WebGL deployment: The final assets (meshes + PNG textures) can be directly rendered in web browsers, showing excellent cross-platform compatibility.

Limitations & Future Work¶

Image quality is still approximately 1 dB lower than 3DGS, presenting a trade-off in scenarios where the highest quality is paramount.
Scaling beyond 9 layers is hindered by vanishing gradient issues.
The method is primarily validated on object-level scenes, and its applicability to large-scale outdoor scenes remains unexplored.
The mesh simplification ratio is extremely aggressive (down to 0.02%), which may over-simplify certain fine-grained geometries.
Future work could explore integration with more efficient SH representations or alternative view-dependent models.

Ours vs. 3DGS: 3DGS achieves higher quality, but its sorting overhead prevents real-time rendering on mobile devices; the proposed sorting-free design is more than \(5\times\) faster on low-end platforms.
Ours vs.

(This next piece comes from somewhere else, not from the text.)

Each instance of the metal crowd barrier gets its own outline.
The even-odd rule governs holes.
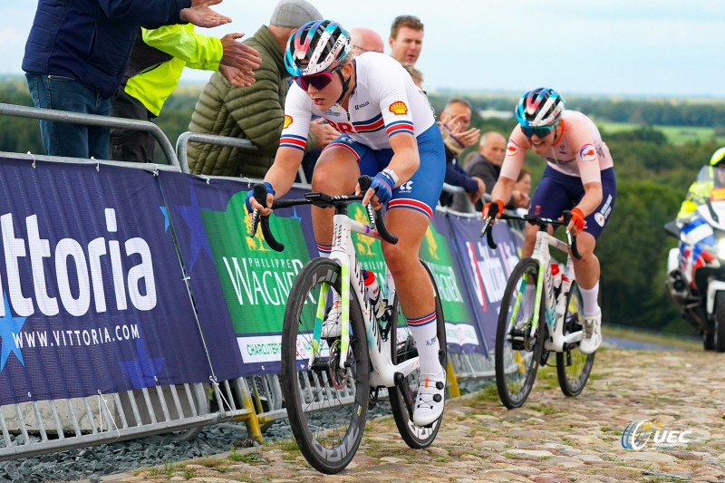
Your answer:
[[[246,140],[185,132],[179,136],[174,150],[169,139],[156,124],[121,118],[5,103],[0,103],[0,115],[137,129],[150,132],[161,147],[169,166],[7,153],[29,160],[92,163],[99,167],[112,164],[147,170],[170,169],[188,173],[187,145],[189,141],[246,150],[256,149]],[[295,186],[309,188],[304,173],[301,173],[301,179],[304,183]],[[450,185],[444,188],[451,192],[462,192],[461,188]],[[451,386],[456,389],[452,392],[458,392],[458,380],[493,377],[493,354],[487,358],[479,353],[451,353],[449,368],[453,372]],[[314,383],[319,384],[321,382]],[[311,386],[300,387],[303,395],[311,390]],[[284,409],[277,375],[256,375],[221,382],[210,381],[208,384],[157,386],[121,393],[99,393],[72,400],[5,405],[0,406],[0,460],[179,430],[186,431],[179,435],[179,439],[189,440],[206,425],[232,420],[245,421],[249,437],[259,441],[262,439],[263,427],[285,418],[286,411]]]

MobileNeRF: MobileNeRF is also targeting mobile devices but represents only a single surface, failing to handle fuzzy geometries; our multi-layer design yields a 5 dB improvement.
Ours vs. AdaptiveShells: AdaptiveShells uses a single SDF + spatially-varying kernel + volume rendering; our method uses multiple SDFs + rasterized sampling, making it better suited for mobile devices.
Ours vs. GaussianShellMaps: Also uses layered meshes but with fixed shell spacing and splatting, which still fails to run in real-time on low-end mobile phones.

Rating¶

Novelty: ⭐⭐⭐⭐ The k-SDF shell representation + adaptive spacing learning + mixed-resolution textures form a systematic innovation.
Experimental Thoroughness: ⭐⭐⭐⭐ Comparisons against multiple baselines on several datasets, containing comprehensive 3D analysis of speed, quality, and storage.
Writing Quality: ⭐⭐⭐⭐⭐ Well-structured paper; clear problem motivation, rigorous formulation derivations, and intuitive illustrations.
Value: ⭐⭐⭐⭐⭐ Resolves the key issue of real-time rendering of fuzzy geometries on mobile devices, offering direct industrial application value.